Q. Do you plan to introduce legislation again this year limiting gifts to legislators?
A. I was planning on it. I want to talk to some of the other leadership people in the House. We did a good bill last year, but I think there are still some things that can be improved upon. I think there are some things people would like to see, [including] a limit on gifts that elected officials can receive. We’ve had too many times of elected officials, local people as well as legislators, receiving football tickets and things like that.
[The gift limit] is part of what I was looking at doing. We also have a provision for persons who leave the executive branch of government waiting a year before they come back as lobbyists to speak on legislation.
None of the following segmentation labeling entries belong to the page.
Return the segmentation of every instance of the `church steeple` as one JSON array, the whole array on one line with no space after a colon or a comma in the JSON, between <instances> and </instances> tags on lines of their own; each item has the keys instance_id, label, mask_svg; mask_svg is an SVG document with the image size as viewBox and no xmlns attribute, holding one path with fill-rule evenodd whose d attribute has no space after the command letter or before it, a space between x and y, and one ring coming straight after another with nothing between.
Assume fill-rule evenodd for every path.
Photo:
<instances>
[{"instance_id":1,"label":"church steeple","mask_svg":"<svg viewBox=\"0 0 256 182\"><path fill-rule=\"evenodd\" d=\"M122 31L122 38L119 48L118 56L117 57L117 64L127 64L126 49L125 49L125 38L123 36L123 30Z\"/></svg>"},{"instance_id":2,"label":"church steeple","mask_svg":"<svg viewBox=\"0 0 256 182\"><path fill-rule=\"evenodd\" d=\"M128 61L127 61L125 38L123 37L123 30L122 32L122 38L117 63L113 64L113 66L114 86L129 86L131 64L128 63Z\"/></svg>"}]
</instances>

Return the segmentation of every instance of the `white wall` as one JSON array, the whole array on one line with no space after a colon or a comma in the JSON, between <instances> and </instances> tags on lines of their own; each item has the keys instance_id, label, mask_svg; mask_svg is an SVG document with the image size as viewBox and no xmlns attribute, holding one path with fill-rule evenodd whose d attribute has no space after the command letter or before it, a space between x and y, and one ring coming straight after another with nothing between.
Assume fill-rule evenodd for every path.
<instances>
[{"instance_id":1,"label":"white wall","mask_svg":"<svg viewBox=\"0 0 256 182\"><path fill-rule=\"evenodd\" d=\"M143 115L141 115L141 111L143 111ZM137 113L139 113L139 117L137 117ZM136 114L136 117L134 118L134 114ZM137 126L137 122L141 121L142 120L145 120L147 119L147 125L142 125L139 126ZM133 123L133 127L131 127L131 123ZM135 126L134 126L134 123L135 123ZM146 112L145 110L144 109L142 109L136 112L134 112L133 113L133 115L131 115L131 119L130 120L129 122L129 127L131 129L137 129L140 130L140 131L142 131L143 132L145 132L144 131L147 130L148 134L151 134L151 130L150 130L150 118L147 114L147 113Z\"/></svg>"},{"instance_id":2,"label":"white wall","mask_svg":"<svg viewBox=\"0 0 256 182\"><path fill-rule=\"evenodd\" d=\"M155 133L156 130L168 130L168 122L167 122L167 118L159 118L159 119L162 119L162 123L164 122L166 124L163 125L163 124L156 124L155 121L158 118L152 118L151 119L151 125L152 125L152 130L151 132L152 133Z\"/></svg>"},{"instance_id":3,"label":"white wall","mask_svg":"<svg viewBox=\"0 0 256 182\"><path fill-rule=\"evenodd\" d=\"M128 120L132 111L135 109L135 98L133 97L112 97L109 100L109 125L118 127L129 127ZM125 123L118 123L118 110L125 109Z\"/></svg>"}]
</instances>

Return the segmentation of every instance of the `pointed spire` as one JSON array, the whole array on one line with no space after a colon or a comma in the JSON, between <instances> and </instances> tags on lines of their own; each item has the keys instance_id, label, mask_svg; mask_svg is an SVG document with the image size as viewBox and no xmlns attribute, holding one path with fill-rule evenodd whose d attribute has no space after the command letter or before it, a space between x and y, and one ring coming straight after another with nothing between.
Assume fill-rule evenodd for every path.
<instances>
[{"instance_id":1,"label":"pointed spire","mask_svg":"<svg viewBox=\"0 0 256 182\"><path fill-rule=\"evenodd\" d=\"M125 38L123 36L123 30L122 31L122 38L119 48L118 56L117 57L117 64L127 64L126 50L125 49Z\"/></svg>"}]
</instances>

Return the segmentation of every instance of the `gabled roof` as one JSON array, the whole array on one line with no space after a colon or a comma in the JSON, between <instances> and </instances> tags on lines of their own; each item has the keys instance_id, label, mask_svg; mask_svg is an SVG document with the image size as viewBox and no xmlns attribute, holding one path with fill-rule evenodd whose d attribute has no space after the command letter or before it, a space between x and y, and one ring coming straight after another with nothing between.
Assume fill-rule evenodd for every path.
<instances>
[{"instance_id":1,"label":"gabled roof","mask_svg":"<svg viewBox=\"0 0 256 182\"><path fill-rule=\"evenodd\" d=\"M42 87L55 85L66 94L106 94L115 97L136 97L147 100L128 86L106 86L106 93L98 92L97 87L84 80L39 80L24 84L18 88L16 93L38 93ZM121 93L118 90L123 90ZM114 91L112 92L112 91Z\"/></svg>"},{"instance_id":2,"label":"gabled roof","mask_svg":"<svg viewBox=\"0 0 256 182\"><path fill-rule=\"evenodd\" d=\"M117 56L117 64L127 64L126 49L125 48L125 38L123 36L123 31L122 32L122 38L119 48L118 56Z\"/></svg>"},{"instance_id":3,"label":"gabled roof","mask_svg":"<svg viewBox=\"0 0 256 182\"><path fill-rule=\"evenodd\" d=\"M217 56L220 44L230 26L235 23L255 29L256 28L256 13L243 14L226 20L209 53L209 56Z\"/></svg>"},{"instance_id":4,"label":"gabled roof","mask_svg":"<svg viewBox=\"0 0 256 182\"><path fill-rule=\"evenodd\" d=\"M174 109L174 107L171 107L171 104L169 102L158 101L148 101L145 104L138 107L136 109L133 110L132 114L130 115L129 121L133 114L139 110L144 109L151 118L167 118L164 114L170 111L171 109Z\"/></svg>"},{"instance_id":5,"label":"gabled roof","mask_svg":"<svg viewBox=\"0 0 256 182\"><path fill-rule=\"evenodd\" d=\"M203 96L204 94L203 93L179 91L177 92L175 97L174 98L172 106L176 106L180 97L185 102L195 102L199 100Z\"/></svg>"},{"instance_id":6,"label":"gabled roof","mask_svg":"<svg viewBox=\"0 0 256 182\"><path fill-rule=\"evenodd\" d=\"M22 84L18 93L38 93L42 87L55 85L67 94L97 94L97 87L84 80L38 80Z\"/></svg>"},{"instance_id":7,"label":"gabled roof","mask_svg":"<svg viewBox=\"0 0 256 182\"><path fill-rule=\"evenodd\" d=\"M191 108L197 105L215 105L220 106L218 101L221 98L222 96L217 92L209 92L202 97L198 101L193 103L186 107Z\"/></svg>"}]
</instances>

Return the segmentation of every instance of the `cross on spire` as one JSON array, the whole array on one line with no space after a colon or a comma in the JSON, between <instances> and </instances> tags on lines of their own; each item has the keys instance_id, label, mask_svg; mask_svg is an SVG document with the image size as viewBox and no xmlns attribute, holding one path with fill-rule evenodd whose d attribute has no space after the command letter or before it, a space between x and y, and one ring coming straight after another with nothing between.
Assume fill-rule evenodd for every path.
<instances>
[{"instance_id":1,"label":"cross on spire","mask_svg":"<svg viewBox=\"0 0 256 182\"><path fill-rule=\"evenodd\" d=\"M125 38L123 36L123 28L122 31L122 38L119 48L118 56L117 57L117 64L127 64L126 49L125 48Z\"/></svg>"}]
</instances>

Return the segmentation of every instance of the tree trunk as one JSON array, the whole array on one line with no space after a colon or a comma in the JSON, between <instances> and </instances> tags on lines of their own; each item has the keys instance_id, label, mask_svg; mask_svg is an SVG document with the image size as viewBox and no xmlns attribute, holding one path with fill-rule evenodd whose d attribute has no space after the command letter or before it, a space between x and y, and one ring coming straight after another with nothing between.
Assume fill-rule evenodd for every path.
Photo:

Q. Why not just ban all gifts to legislators?
A. I suggested a $100 limit. I think that’s reasonable. One thing we didn’t want to do is have [the limit] so low that you have the situation, as they do in Florida, of the “no cup of coffee” rule. It just becomes a situation, as I’ve seen in other states. People try to find a way to file a complaint against an elected official for a very minor thing. If someone gives you a book, that may be a minor thing, but what do you do?
Q. What do you think would be the best way to improve ethical behavior in the Legislature in the future?
A. We’ve done some things that I think are major improvements this past year. We’ve had better reporting. We’ll probably do some better funding of our ethics commission so it has the appropriate staff to maintain investigations.